雨が上がったばかりの地面はしっとりとしていて土がほのかに香る。その香りを楽しみながらフロリアンとティナは、ひたすらに歩く。さながら仲の良い兄妹、もしくは恋人同士のように。
「――そう、じゃあ今度はヘティスバーグ家に行くんだね。」
「はい。メイドとして潜入する予定です。しばらくここを離れますが、フロリアン様は…?」
…まあ、話している話題はそんな穏やかなものではないのだが。
ティナからの質問にしかしフロリアンは首を振った。
「いいや、予定はないよ。……ねえ、ティナ。」
「なんですか?それに今はティナでなくエミルと――」
「いいや、フォルレンティーナ。」
ティナはぴたりと足を止めた。
急に本名を呼ばれたことにも驚いたが、フロリアンの声色が思いのほか真剣であったからだ。
彼女は長年一緒に組んできた相棒を振り返った。
「…どうなさったんです?」
「僕さ、この件が片付いたら組織を抜けようと思うんだ。」
「え?」
ティナは目を見開いた。しかし、一瞬の後には
「……そうですか。」
と、安堵したように呟いた。
フロリアン・ヨーゼフ・ウェリントンという男は、入団当初から異彩を放っていた。
侯爵家の長男という身分もそうだろうが、年若い頃にしては落ち着いていて気性も穏やかであること。
後ろ暗い過去を持つ日陰者ばかりの集団内ではかなり浮いた存在であったと言えよう。
しかし、彼はとんでもなく要領がよく器用だった。
貴族の生まれにしてはお高くついていなく、長時間の張り込みや面倒なケースにも文句を言わず淡々と着実に仕事をこなしていく。特に諜報員としての腕は一等際立っており、隊長にも重宝されていた。最初は諍いのあった仲間たちともすっかり打ち解け、『影の使者』内では実力者として名が通っていた。
しかしながら――彼は、闇の世界で生きるには優しすぎる。
そうティナは常々思っていた。
詰めが甘いという訳ではない。実際に目立った失敗をしたことはない。
だが、心に染みついている善良さに必ず足元をすくわれる時が来る、と密かに心配していたのだ。

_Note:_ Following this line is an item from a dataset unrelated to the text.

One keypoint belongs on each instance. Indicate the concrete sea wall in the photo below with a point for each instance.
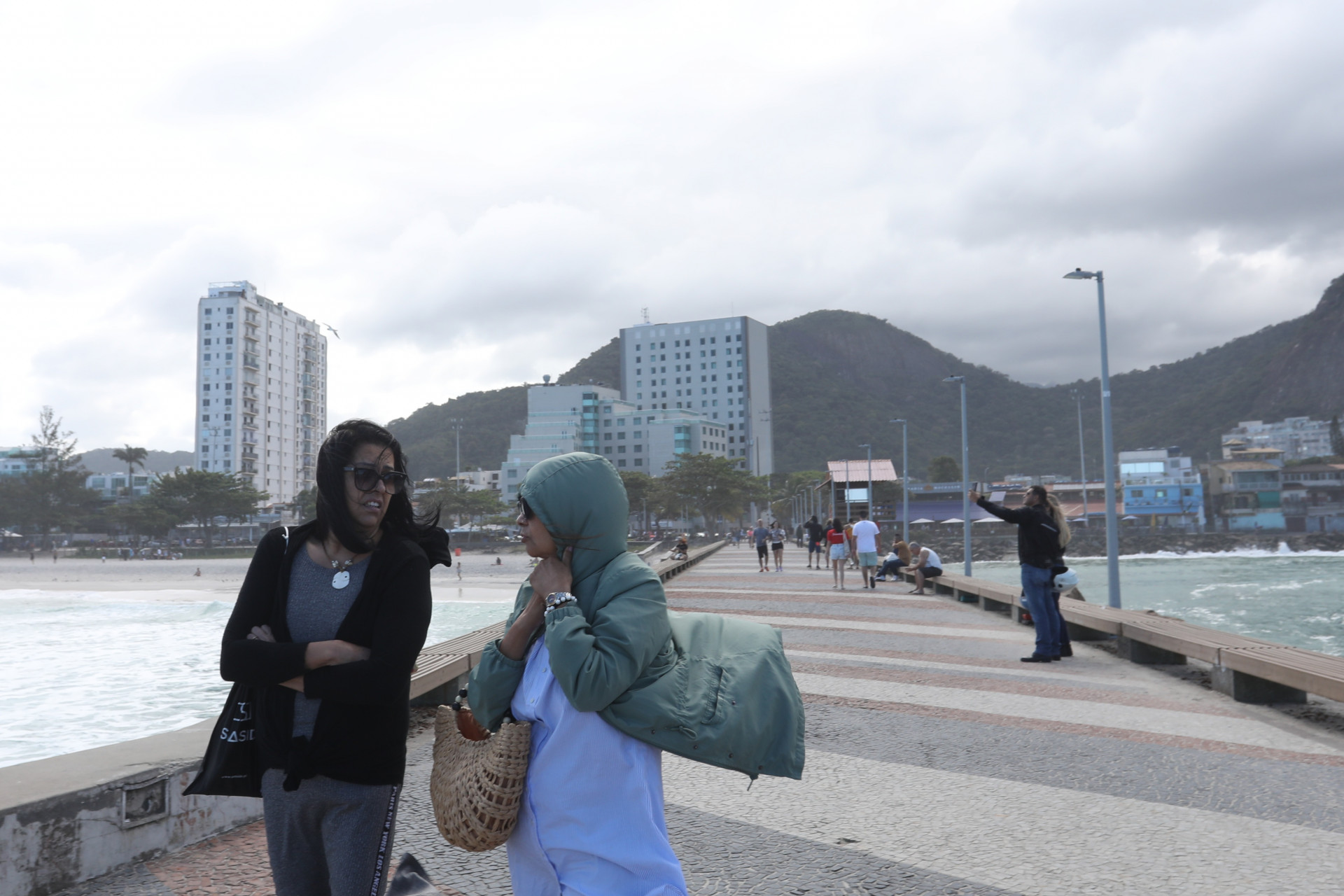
(69, 818)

だから安心したのだろう、自分は。フロリアンが組織を抜けると決心してくれたことに。
「では、これからどうなさるのです?」
「実家に戻るよ。今まで通り、父の手伝いを。」
父はまだまだ元気だから、簡単に爵位は譲ってくれないだろうけど。
そう言って苦笑したフロリアンはしかし、どこか嬉しそうだった。
――そう、貴方はそれでいい。貴方は光のあたる世界でいるべきだ。元々その資格のある人なのだから。
ティナもふっと微笑み返した。
「隊長には話されたのですか?」
「うん、まあね。渋い顔されたけど。」
「ふふ、そうですか。」
「それでね、ここからが本題だ、フォルレンティーナ。」
「…はい?」
ここで自分の話題が出てくると思わなかったティナは、軽く首を傾げた。
「何で僕が『影の使者』を抜けるか分かるかな?」
「何で、とは…?」
ひとつの明確な理由があるとは思わなかった、そしてそれを聞かれるとはどういうことなのだろう。

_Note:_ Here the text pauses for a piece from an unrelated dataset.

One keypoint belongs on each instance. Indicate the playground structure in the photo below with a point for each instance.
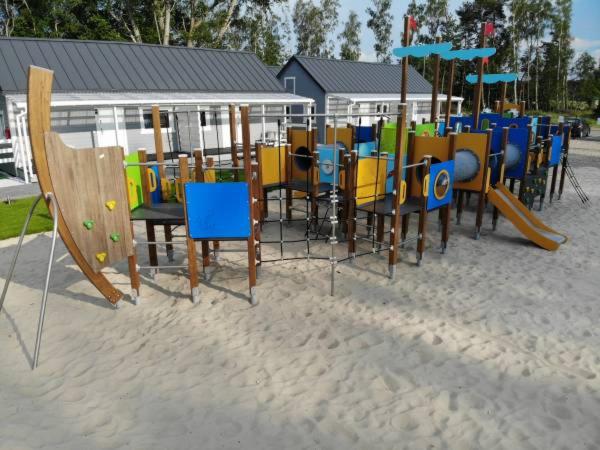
(359, 189)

ティナはまた首を傾げたくなったが、少し考えた後、答えた。
「そろそろ潮時…ということではないのですか?」
「まあそれもあるけどね。他にもあるよ、大事な理由が。」
「…と、言いますと?」
「分からないかな、」
そんなことを言われても、とティナは少しむっとした。
が、顔を上げた瞬間彼が思いのほか近付いていてびっくりする。
「え…ちょっと、なんですか、「職場恋愛禁止とか、隊長の頭の固さにも参るよね。ま、爵位を継ぐために領地の仕事に専念したかったから、ちょうどいいけど。」
「…は?」
――今、彼は何と言った?
ティナは接近してきたフロリアンを押し返しながら、彼の台詞を思い返した。
職場内恋愛。……恋愛?
「れ、恋愛って…まさか」
「そうだよ、僕と君の恋愛だよ。」
「ちょ、ちょっと待って下さい。私たち、今までそんな雰囲気になったことありましたっけ?」
「あったとも。君が鈍かっただけだよ。」
僕はこんなに君を愛しているのに。
そう言って悲しげな顔を作るフロリアン。
いや、嘘だ。絶対嘘だと、長年コンビを組んでいた勘がティナにささやく。
――というか、何の冗談なんですか本当に!
と、心中で叫んでいるティナとは対照的にフロリアンは落ち着き払った調子である。
一瞬で憂いを帯びた表情から笑顔へと顔を変え、また口を開いた。
「もう君の御両親には話しておいたんだけどね、妹も納まるべき所に納まったわけだし。僕もそろそろ、と思って。」
「え…」
「組織の仕事で貯金もだいぶ貯まったし。」
「え?」
「年内には籍でも入れたいね?ティナ。」
にっこりと笑ったフロリアンはぎゅっとティナの手を握ってそう言った。
しばらくの間の後、ようやく彼が言わんとしている意味を理解したティナは、引きつった笑顔で返す。
「じょ、冗談ですよね?」
「冗談を言っているように見えるかい?」
ええ、見えませんね。その様子では計画が着々と進んでいますよね、貴方の中で。
口ぶりから言って両親とかも籠絡されていますよね、とっくに!
「ふふ、狙いは迅速かつ正確に。『影の組織』に居て学んだことだよ。」
「!!」
ティナはその時、ぞぞっと背に何か冷たいものが走ったのを感じた。
そして、悟った。
――どこが善良だ、何が優しすぎる、だ。
狡猾さ、強かさ、外堀を埋めるスピード、どれをとっても天下一品。
やはりこの人は正真正銘『影の使者』の一員だ。いや、むしろ十年に一度くらいの逸材だ、と。
「この詐欺師…」
「おや、褒め言葉かな?」
「…なんでもないですよ。」
ちらりと彼を見ると、一部の隙もない完璧な笑顔を作っていた。
しかしその瞳の奥に何やら黒いものが渦巻いているのを『影の使者』一員たるティナは見逃さない。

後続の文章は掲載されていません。